At the core of that structure are the political leaders of both parties, their political operatives, and fundraisers; the major media, centered in New York and Washington DC; the country’s biggest corporations, their top executives, and Washington lobbyists and trade associations; the biggest Wall Street banks, their top officers, traders, hedge-fund and private-equity managers, and their lackeys in Washington; and the wealthy individuals who invest directly in politics…
❝ The power structure of America wrote off Sanders as an aberration, and, until recently, didn’t take Trump seriously. A respected political insider recently told me most Americans were largely content with the status quo. “The economy is in good shape,” he said. “Most Americans are better off than they’ve been in years.”
Recent economic indicators may be up, but those indicators don’t reflect the insecurity most Americans continue to feel, nor the seeming arbitrariness and unfairness they experience. Nor do the major indicators show the linkages many Americans see between wealth and power, stagnant or declining real wages, soaring CEO pay, and the undermining of democracy by big money.

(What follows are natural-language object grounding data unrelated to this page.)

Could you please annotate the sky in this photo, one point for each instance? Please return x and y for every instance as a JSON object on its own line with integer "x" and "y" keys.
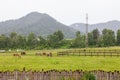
{"x": 64, "y": 11}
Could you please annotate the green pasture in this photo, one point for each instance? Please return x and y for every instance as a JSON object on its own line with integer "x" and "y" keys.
{"x": 33, "y": 62}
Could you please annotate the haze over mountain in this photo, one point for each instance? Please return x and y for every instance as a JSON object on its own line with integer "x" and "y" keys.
{"x": 38, "y": 23}
{"x": 113, "y": 25}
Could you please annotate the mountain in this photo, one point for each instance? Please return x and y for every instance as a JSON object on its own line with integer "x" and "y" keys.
{"x": 113, "y": 25}
{"x": 38, "y": 23}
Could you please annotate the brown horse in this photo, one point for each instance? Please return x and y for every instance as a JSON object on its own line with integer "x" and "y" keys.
{"x": 17, "y": 55}
{"x": 38, "y": 54}
{"x": 23, "y": 53}
{"x": 44, "y": 53}
{"x": 49, "y": 54}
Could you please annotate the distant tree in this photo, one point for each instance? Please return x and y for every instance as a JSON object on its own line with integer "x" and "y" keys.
{"x": 108, "y": 37}
{"x": 90, "y": 39}
{"x": 79, "y": 40}
{"x": 54, "y": 40}
{"x": 118, "y": 37}
{"x": 21, "y": 41}
{"x": 4, "y": 41}
{"x": 31, "y": 40}
{"x": 96, "y": 35}
{"x": 13, "y": 39}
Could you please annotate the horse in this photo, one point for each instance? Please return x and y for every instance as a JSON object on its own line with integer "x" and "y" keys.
{"x": 44, "y": 54}
{"x": 38, "y": 54}
{"x": 23, "y": 53}
{"x": 17, "y": 55}
{"x": 49, "y": 54}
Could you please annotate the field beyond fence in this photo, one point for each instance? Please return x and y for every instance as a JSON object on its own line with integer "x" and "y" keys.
{"x": 90, "y": 52}
{"x": 57, "y": 75}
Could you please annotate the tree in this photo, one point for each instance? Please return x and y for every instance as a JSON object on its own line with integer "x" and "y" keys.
{"x": 31, "y": 40}
{"x": 4, "y": 41}
{"x": 55, "y": 40}
{"x": 108, "y": 37}
{"x": 79, "y": 40}
{"x": 118, "y": 37}
{"x": 13, "y": 40}
{"x": 90, "y": 39}
{"x": 96, "y": 35}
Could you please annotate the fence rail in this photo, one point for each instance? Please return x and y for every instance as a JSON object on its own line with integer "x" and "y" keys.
{"x": 84, "y": 52}
{"x": 57, "y": 75}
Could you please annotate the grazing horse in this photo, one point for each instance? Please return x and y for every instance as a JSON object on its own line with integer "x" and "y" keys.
{"x": 38, "y": 54}
{"x": 44, "y": 53}
{"x": 17, "y": 55}
{"x": 23, "y": 53}
{"x": 49, "y": 54}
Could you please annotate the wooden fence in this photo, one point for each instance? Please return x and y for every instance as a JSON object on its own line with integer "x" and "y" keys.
{"x": 85, "y": 52}
{"x": 57, "y": 75}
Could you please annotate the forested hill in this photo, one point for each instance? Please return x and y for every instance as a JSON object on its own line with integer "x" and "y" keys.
{"x": 38, "y": 23}
{"x": 113, "y": 25}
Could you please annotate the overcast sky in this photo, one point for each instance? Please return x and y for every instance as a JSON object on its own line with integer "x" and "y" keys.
{"x": 65, "y": 11}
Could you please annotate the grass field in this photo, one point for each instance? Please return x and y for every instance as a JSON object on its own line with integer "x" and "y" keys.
{"x": 32, "y": 62}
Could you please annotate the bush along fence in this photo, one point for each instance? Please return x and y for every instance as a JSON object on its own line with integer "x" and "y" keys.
{"x": 85, "y": 52}
{"x": 59, "y": 75}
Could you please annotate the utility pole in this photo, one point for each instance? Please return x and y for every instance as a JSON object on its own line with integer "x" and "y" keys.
{"x": 86, "y": 35}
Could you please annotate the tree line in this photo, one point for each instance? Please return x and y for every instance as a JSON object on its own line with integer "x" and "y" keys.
{"x": 57, "y": 40}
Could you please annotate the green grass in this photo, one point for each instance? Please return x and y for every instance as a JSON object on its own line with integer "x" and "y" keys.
{"x": 32, "y": 62}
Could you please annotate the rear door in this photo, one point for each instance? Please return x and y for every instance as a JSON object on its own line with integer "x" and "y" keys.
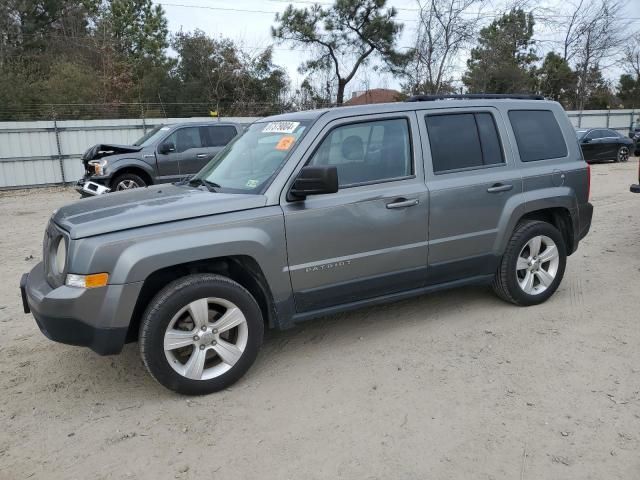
{"x": 370, "y": 238}
{"x": 471, "y": 179}
{"x": 610, "y": 140}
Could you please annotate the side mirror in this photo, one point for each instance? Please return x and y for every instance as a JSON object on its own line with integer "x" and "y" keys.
{"x": 166, "y": 147}
{"x": 314, "y": 181}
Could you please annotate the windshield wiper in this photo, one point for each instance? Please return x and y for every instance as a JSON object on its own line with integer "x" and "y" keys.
{"x": 211, "y": 186}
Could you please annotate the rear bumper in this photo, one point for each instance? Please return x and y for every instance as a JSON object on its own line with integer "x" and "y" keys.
{"x": 585, "y": 216}
{"x": 96, "y": 318}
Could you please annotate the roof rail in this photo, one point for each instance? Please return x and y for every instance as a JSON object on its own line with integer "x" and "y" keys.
{"x": 475, "y": 96}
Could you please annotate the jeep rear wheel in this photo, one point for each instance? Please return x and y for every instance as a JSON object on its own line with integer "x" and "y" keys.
{"x": 533, "y": 264}
{"x": 200, "y": 334}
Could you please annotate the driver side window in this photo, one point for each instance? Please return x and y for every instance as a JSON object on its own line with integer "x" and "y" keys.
{"x": 367, "y": 152}
{"x": 593, "y": 134}
{"x": 185, "y": 139}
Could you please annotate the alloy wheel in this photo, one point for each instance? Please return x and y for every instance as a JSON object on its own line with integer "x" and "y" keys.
{"x": 537, "y": 265}
{"x": 206, "y": 338}
{"x": 623, "y": 154}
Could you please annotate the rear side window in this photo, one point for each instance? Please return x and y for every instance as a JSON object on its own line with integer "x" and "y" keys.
{"x": 218, "y": 136}
{"x": 463, "y": 140}
{"x": 538, "y": 135}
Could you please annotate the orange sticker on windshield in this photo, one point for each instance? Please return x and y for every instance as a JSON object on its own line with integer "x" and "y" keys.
{"x": 285, "y": 142}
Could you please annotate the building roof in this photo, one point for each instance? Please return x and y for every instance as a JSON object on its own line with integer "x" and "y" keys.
{"x": 376, "y": 95}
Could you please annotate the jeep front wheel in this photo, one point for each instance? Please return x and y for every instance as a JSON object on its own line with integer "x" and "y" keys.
{"x": 200, "y": 334}
{"x": 533, "y": 264}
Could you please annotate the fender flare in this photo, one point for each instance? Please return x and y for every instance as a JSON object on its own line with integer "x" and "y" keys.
{"x": 520, "y": 205}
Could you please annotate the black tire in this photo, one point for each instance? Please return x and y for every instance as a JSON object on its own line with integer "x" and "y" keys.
{"x": 168, "y": 302}
{"x": 620, "y": 156}
{"x": 505, "y": 283}
{"x": 128, "y": 179}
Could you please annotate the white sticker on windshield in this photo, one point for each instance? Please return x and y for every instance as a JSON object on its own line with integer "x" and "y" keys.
{"x": 280, "y": 127}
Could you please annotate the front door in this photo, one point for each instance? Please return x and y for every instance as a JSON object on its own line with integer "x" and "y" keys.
{"x": 470, "y": 182}
{"x": 370, "y": 238}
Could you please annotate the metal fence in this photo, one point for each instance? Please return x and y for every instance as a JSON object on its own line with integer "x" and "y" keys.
{"x": 619, "y": 120}
{"x": 44, "y": 153}
{"x": 38, "y": 153}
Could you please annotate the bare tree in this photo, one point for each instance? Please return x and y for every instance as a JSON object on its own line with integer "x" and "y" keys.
{"x": 593, "y": 40}
{"x": 445, "y": 29}
{"x": 632, "y": 56}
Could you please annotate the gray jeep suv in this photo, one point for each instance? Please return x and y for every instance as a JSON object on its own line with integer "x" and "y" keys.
{"x": 164, "y": 154}
{"x": 312, "y": 213}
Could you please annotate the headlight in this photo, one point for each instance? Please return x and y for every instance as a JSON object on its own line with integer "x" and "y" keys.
{"x": 98, "y": 165}
{"x": 94, "y": 280}
{"x": 61, "y": 256}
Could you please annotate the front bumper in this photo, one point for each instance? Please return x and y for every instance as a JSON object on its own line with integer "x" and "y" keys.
{"x": 97, "y": 318}
{"x": 89, "y": 187}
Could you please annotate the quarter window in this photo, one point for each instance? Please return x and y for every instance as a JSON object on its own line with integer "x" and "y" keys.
{"x": 463, "y": 140}
{"x": 218, "y": 136}
{"x": 537, "y": 134}
{"x": 367, "y": 152}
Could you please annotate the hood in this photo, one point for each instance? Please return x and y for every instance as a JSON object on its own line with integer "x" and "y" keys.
{"x": 141, "y": 207}
{"x": 108, "y": 149}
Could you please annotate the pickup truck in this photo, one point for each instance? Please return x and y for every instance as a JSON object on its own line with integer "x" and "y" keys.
{"x": 165, "y": 154}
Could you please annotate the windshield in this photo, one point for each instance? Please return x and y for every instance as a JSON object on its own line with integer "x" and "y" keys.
{"x": 250, "y": 161}
{"x": 151, "y": 136}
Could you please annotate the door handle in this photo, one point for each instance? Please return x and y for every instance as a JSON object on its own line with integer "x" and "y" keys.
{"x": 402, "y": 203}
{"x": 499, "y": 187}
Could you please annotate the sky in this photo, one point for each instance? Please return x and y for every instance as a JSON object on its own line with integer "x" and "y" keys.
{"x": 249, "y": 22}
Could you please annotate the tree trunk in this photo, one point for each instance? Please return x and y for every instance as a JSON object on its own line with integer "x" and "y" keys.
{"x": 340, "y": 95}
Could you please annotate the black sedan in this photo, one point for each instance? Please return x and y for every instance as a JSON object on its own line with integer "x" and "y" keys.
{"x": 602, "y": 144}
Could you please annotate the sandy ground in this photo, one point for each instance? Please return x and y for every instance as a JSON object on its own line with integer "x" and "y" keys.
{"x": 455, "y": 385}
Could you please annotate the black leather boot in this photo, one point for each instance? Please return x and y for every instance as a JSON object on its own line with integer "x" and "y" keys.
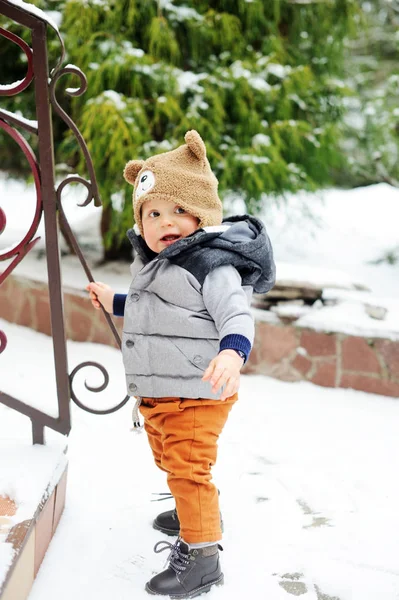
{"x": 190, "y": 572}
{"x": 167, "y": 522}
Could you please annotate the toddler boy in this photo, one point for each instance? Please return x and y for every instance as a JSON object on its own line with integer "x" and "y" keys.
{"x": 187, "y": 331}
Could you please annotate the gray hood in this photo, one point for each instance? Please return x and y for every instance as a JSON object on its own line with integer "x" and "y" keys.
{"x": 241, "y": 241}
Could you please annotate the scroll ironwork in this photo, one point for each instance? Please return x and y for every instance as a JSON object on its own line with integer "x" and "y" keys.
{"x": 48, "y": 204}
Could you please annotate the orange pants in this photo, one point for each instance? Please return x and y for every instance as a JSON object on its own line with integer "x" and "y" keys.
{"x": 183, "y": 435}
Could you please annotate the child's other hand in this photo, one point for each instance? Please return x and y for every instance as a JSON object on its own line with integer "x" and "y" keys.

❝ Median family income is lower now than it was 16 years ago, adjusted for inflation. Workers without college degrees – the old working class – have fallen furthest. Most economic gains, meanwhile, have gone to the top. These gains have translated into political power to elicit bank bailouts, corporate subsidies, special tax loopholes, favorable trade deals and increasing market power without interference by anti-monopoly enforcement – all of which have further reduced wages and pulled up profits.
Wealth, power and crony capitalism fit together. Americans know a takeover has occurred, and they blame the establishment for it.
❝ The Democratic party once represented the working class. But over the last three decades the party has been taken over by Washington-based fundraisers, bundlers, analysts, and pollsters who have focused instead on raising campaign money from corporate and Wall Street executives and getting votes from upper middle-class households in “swing” suburbs…
Democrats have occupied the White House for 16 of the last 24 years, and for four of those years had control of both houses of Congress. But in that time they failed to reverse the decline in working-class wages and economic security. Both Bill Clinton and Barack Obama ardently pushed for free trade agreements without providing millions of blue-collar workers who thereby lost their jobs means of getting new ones that paid at least as well…
❝ Now Americans have rebelled by supporting someone who wants to fortify America against foreigners as well as foreign-made goods. The power structure understandably fears that Trump’s isolationism will stymie economic growth. But most Americans couldn’t care less about growth because for years they have received few of its benefits, while suffering most of its burdens in the forms of lost jobs and lower wages.
The power structure is shocked by the outcome of the 2016 election because it has cut itself off from the lives of most Americans. Perhaps it also doesn’t wish to understand, because that would mean acknowledging its role in enabling the presidency of Donald Trump.
Yes, I’m older than Robert Reich. Definitely more cynical. I’ve been watching the process he describes since the Truman Administration. Hypocrites like Hubert Humphrey helped found the Americans for Democratic Action as an antidote to progressive and class-conscious activism. Ain’t nothing quite like class collaboration to get your heart pumping – if your political life is dedicated to 2-party folderol over class confrontation and warfare.
Other than that – I agree with his analysis. My criticism is more of timeline and details.
I’m still a working class guy from a New England factory town. I went to work in a shithole factory when I was 17 years old – when Democrats were falling over each other to prove to Joe McCarthy, the Republican Party and America’s media barons they could red-bait with the worst of them. It took the civil rights movement, the anti-war movement, to shove Dems into class consciousness, sort of, again. What Reich describes is the second sellout in my lifetime.